On December 6, Evegeny Morozov gave a keynote at the Transforming capitalism in the Age of AI conference organized by the Foundation for European Progressive Studies in Brussels. In his speech, he presented a progressive vision for public digital infrastructure, emphasizing the importance of thinking about it through the paradigm of the digital commons. Below is a transcript of the last part of his presentation:
“When I see that initial critique went wrong, was in formulating this alternative third path, this alternative third way, strictly through the paradigm of software. They didn’t perceive institutions as also capable of facilitating social coordination. But ultimately, that’s what institutions are. If you look at most public institutions in society, whether it’s the post office, or the library, or the university, or many of the other examples I’ve given you before, their primary task is facilitating coordination among people, among people in institutions, among people and knowledge bases, but social coordination is at the heart of what they do. And the reason why I went into this detour, into thinking about institutions, is that (…) it is obvious that in this day and age, we can not just be building alternative free software products to match those that Silicon Valley is building.
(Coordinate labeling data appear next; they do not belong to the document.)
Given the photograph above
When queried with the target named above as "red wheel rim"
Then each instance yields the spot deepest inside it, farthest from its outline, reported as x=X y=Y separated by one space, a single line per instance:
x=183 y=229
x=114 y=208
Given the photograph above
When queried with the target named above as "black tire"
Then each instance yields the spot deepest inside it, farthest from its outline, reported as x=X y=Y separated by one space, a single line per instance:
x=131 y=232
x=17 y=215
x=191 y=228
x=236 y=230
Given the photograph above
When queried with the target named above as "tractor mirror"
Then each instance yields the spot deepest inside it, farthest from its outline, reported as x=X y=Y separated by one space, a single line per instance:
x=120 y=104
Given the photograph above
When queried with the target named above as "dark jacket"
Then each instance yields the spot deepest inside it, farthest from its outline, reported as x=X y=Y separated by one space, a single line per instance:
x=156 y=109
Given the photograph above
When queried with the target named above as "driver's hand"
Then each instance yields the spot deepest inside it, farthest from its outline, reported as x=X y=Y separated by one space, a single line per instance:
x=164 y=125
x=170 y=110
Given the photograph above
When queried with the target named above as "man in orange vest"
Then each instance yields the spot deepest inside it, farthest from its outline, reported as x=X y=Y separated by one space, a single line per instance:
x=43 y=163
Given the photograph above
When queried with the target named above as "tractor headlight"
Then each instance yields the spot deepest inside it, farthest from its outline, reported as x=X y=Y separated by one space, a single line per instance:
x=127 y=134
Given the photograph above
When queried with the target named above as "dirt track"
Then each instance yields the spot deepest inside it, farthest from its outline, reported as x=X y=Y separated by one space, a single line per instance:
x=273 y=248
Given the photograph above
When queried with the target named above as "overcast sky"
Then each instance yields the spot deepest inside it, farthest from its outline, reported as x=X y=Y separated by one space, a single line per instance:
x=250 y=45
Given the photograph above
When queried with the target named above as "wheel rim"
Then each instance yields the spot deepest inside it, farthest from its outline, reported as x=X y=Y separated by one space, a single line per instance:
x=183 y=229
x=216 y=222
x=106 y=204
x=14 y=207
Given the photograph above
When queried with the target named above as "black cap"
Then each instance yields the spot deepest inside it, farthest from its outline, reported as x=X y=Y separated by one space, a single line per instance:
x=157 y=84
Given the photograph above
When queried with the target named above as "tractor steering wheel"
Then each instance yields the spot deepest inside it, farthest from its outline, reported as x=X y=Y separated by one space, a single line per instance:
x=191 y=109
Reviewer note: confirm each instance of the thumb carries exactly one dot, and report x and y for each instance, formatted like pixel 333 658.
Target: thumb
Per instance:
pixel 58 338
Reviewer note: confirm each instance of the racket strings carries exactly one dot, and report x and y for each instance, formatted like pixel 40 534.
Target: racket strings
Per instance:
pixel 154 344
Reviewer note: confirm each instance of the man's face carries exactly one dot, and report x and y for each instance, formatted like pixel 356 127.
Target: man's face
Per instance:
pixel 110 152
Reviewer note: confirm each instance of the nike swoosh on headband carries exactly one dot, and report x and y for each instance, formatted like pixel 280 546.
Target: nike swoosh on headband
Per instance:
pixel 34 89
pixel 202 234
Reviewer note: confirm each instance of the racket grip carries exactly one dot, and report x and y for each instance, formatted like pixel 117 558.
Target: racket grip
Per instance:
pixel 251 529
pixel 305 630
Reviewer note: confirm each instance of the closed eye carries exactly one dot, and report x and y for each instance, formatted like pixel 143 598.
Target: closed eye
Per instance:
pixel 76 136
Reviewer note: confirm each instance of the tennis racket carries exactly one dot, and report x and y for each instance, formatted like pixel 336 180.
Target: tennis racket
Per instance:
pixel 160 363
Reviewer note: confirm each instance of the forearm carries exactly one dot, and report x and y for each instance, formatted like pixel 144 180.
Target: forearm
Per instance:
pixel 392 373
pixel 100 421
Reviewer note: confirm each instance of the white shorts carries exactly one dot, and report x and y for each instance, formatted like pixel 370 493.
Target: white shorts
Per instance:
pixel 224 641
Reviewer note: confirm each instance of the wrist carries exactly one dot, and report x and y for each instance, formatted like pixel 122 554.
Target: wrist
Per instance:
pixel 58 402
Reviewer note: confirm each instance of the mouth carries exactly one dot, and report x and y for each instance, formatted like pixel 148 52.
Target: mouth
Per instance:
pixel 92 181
This is nice, but I think those thinking about this through the paradigm of digital commons are probably getting a little bit closer to the right answer. Because digital commons imply not just the passive use of infrastructures, it means active care and maintenance of them. It means an actual involvement in an infrastructure as an institution, as opposed to just passive use. And it’s obvious that if the path that the progressives would like to follow is neither that of the market AI nor the centrally planned AI. Then, the alternative that I think is consistent with their own philosophy and with their ideology is that of an institutionally mediated AI that facilitates social coordination. And that would be social coordination for perhaps the provision of public services; perhaps it would be for reinventing health institutions; perhaps it would be for facilitating and getting people away from the kind of alienation that we feel about politics and civic life. But ultimately, an answer to a properly distinct need for a properly socialist or social-democratic, progressive AI, I think, has to start with recognizing that this is a deeply political mission, and the deeply political mission has to return to the progressivism as something that is about allowing people to reach the maximum of their potential in a socially mediated and institutionally mediated environment and to do it in a way that does not solely rely on the market as the only institution capable of getting us there. I think it is very important to account for the costs of relying on the market, and as we account for them I think it is time that we also develop alternatives.
To develop these alternatives, I do think that a proper re-examination of our own project is needed, and I do think that trying to think about this through the lens of a massive push for digital commons as a hybrid path between infrastructures and institutions that societies and groups can be using to coordinate their own activities outside of the market, as the only reference point, would be a step in the right direction.